Cypriot Pres: Lebanon, Egypt Oil Exploration Deals to Go Ahead
The president of Cyprus said in a newspaper interview published Sunday that he has received assurances from Egypt and Lebanon that they will go ahead with oil and gas exploration deals with the island despite threats from Turkey.
Cyprus signed a deal with Lebanon last month to mark out their undersea border to facilitate future oil and gas exploration. It signed a similar deal with Egypt last year and agreed to jointly exploit potential oil and gas fields.
Turkey protested the deals, saying it had "legitimate and legal rights and interests" in the eastern Mediterranean. It insisted Turkish Cypriots should also have a say in the island's oil and gas rights.
In his first comments since Turkey warned Egypt and Lebanon not to press ahead with the deal, Cypriot President Tassos Papadopoulos said he received assurances from both countries that they will honor their agreements.
"The reassurances we have is that they - Lebanon and Egypt - will respect the bilateral agreements we have signed," Papadopoulos said in an interview with the To Vima newspaper.
Bidding will begin Feb. 15 for offshore oil and gas exploration licenses, Papadopoulos said.

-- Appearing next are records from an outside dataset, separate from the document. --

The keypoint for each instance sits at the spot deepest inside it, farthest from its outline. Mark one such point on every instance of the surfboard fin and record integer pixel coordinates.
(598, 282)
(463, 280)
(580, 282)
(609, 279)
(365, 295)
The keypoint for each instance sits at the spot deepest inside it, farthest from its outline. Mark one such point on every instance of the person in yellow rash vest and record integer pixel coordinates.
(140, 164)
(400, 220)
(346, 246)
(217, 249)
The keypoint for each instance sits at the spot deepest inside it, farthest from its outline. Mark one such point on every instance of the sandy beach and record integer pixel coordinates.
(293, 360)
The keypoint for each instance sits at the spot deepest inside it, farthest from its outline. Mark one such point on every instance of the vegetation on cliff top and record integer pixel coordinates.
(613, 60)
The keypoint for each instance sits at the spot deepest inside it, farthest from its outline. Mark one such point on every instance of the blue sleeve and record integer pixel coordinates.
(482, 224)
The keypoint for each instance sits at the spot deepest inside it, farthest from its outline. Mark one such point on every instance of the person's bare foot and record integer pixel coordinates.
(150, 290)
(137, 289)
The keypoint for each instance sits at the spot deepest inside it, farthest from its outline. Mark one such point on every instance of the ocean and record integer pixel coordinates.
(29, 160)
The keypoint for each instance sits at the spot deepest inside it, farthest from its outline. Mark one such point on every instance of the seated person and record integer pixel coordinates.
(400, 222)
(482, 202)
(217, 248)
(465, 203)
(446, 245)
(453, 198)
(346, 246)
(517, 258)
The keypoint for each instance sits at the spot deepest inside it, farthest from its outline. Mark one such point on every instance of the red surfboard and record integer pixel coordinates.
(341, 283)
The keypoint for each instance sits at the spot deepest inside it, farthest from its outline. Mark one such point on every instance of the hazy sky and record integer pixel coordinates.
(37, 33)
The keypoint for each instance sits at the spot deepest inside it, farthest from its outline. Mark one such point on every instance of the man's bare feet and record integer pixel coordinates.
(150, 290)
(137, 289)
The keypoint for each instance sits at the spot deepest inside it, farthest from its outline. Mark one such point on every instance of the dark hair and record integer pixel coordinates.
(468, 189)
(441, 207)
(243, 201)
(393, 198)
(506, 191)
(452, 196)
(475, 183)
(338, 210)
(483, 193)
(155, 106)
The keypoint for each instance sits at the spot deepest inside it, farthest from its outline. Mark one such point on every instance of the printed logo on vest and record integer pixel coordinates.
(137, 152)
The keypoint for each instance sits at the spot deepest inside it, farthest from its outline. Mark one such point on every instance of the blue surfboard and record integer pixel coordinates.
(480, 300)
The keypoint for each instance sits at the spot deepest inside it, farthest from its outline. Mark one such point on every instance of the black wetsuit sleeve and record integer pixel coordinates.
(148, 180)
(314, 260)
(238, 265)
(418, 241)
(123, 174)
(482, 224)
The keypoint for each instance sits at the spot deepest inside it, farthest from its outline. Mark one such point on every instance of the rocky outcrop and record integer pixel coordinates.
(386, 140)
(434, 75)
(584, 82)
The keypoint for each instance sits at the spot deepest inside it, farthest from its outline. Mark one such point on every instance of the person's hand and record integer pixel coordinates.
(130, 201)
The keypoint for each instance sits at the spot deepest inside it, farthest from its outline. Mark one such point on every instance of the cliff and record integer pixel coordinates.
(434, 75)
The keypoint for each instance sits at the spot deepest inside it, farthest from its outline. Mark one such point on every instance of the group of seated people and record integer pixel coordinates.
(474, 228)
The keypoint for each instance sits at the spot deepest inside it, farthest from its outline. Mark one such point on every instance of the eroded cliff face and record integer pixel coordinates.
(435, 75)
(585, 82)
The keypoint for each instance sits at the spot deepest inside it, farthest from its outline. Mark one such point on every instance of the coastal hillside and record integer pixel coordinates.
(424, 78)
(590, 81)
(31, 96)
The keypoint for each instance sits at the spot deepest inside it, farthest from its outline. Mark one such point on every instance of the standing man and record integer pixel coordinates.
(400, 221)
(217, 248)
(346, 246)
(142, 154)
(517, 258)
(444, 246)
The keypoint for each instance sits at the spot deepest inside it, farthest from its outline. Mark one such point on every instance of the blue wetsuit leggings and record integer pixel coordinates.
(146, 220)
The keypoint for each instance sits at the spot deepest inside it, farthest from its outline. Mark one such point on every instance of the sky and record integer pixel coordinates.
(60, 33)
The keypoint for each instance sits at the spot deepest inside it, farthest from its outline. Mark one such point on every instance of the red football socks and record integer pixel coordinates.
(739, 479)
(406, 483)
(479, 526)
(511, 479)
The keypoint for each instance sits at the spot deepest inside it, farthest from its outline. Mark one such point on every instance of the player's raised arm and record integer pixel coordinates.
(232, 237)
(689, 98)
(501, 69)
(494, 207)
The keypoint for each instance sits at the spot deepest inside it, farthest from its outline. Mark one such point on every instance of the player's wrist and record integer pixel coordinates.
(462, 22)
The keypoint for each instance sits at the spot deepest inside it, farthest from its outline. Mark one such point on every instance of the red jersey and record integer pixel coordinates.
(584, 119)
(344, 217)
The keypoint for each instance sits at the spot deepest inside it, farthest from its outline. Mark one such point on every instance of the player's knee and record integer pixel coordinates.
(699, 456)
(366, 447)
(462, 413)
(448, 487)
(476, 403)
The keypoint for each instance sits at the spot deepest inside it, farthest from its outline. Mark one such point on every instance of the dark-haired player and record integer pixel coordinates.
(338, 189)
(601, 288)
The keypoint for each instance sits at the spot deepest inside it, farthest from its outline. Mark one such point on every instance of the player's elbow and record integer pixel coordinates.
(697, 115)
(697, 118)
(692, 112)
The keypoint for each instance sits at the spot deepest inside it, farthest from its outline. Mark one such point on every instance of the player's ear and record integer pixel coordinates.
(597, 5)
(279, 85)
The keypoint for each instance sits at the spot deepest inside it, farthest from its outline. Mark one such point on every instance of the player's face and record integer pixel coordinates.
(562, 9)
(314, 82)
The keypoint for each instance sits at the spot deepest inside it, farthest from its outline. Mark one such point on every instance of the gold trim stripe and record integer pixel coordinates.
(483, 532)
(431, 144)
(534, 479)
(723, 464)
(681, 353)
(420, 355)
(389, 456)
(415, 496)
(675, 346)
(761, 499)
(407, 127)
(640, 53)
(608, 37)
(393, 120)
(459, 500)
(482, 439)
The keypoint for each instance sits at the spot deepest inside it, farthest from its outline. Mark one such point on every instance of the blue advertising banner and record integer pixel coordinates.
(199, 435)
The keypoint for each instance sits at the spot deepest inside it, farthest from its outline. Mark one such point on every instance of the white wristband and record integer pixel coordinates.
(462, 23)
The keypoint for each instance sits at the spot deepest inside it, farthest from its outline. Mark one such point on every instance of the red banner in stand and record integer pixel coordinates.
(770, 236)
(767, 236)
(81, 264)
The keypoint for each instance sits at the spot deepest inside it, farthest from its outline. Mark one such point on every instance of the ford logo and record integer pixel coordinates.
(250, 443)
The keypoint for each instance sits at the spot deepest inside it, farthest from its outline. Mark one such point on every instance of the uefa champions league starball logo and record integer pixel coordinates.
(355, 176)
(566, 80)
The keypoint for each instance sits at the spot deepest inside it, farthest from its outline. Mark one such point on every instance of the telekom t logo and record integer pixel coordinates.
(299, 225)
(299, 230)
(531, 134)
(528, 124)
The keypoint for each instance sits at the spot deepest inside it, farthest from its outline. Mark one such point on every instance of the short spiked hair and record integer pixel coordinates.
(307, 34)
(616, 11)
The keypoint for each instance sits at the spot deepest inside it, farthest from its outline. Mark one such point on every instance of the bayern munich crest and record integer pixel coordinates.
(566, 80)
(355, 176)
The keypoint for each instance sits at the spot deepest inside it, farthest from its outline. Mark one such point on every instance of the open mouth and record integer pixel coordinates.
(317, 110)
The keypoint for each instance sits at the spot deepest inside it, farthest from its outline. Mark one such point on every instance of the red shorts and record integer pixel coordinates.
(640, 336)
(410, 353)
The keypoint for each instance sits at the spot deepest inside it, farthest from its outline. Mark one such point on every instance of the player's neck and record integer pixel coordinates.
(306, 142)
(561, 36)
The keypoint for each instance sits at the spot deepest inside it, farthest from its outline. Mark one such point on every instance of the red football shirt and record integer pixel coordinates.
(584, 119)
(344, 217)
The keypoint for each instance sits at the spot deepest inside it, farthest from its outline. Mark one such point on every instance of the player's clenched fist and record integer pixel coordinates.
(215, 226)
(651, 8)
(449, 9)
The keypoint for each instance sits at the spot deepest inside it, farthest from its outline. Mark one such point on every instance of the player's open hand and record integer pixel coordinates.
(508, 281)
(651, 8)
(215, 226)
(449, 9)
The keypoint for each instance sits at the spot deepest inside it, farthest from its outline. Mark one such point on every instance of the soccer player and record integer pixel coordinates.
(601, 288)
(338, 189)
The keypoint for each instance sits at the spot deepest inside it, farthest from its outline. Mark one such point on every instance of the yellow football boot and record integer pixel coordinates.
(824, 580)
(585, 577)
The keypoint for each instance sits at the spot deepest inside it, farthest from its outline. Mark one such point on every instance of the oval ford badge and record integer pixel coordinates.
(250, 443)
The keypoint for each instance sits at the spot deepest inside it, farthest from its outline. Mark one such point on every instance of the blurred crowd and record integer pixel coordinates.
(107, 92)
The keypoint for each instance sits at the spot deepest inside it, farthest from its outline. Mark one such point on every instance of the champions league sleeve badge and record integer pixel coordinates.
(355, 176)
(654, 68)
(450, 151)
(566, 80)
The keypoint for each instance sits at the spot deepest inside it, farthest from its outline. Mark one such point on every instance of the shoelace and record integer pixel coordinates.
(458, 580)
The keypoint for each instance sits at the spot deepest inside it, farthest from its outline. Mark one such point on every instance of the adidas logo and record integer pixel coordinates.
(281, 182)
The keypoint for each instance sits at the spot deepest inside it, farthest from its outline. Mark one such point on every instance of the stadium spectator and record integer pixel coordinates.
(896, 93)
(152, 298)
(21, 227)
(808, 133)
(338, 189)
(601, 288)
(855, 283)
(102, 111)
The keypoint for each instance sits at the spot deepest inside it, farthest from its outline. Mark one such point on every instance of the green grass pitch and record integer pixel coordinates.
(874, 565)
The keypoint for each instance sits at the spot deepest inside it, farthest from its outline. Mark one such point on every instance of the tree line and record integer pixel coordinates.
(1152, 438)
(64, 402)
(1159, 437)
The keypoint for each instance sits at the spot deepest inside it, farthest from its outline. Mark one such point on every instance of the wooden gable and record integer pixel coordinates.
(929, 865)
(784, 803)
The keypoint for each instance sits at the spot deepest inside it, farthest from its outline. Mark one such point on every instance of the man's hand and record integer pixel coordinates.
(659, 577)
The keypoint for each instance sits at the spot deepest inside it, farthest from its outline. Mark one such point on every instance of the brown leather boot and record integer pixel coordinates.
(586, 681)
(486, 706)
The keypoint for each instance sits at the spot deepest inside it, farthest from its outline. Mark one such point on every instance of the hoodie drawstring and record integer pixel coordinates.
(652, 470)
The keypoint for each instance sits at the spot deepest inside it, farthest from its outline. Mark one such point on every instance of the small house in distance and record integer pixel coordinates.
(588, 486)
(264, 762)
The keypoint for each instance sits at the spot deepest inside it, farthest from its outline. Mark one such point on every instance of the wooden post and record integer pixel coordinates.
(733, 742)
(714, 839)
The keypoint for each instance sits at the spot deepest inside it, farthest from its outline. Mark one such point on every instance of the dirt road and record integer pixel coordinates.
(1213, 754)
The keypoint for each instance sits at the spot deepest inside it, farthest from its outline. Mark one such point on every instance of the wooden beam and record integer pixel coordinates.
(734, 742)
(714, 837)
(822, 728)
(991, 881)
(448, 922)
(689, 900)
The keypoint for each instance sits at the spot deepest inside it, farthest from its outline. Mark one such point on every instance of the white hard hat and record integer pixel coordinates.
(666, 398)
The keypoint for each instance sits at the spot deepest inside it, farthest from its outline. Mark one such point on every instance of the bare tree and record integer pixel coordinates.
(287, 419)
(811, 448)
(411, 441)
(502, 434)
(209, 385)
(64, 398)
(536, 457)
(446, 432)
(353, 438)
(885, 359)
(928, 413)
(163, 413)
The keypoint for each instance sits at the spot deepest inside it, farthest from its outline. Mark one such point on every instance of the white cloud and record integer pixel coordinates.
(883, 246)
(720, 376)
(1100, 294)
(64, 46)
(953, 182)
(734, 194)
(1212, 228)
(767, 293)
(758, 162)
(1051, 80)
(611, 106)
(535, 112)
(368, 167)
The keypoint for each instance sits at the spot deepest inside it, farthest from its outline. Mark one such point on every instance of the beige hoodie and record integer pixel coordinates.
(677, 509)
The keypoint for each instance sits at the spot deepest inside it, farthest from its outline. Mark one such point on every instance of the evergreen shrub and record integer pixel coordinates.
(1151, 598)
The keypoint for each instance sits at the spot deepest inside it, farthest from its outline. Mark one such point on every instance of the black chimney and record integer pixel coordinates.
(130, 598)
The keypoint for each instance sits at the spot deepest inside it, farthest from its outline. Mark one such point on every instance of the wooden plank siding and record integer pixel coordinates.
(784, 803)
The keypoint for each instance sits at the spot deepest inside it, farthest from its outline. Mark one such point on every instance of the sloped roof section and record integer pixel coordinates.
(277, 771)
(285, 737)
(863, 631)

Evaluation of applications will take place over the next six months.
The first round of exploration licensing involves 11 offshore blocks totaling around 60,000 square kilometers.
Papadopoulos said Cyprus won't surrender its sovereign rights and "won't bow to threats."
"The national wealth belongs to the sovereign state, which is called the Republic of Cyprus, and not to one or the other community or groups of citizens," Papadopoulos said. "We aren't the ones who are being provocative and illegal."
Turkey doesn't recognize the island's Greek Cypriot government, and instead backs a breakaway Turkish Cypriot state in the north. The island has been divided since a Turkish invasion in 1974, triggered by a Greek Cypriot coup attempt by supporters of union with Greece.
According to Papadopoulos, a survey was "encouraging." But he said it could take "six or seven years before Cyprus could benefit."
The Norwegian company PGS Geophysical AS recently completed a two-dimensional seismic survey of the area - covering some 70,000 square kilometers to the south, southwest and southeast of Cyprus.
Papadopoulos said he was confident a solution to the island's division will be found by the time any deposits are ready for exploitation.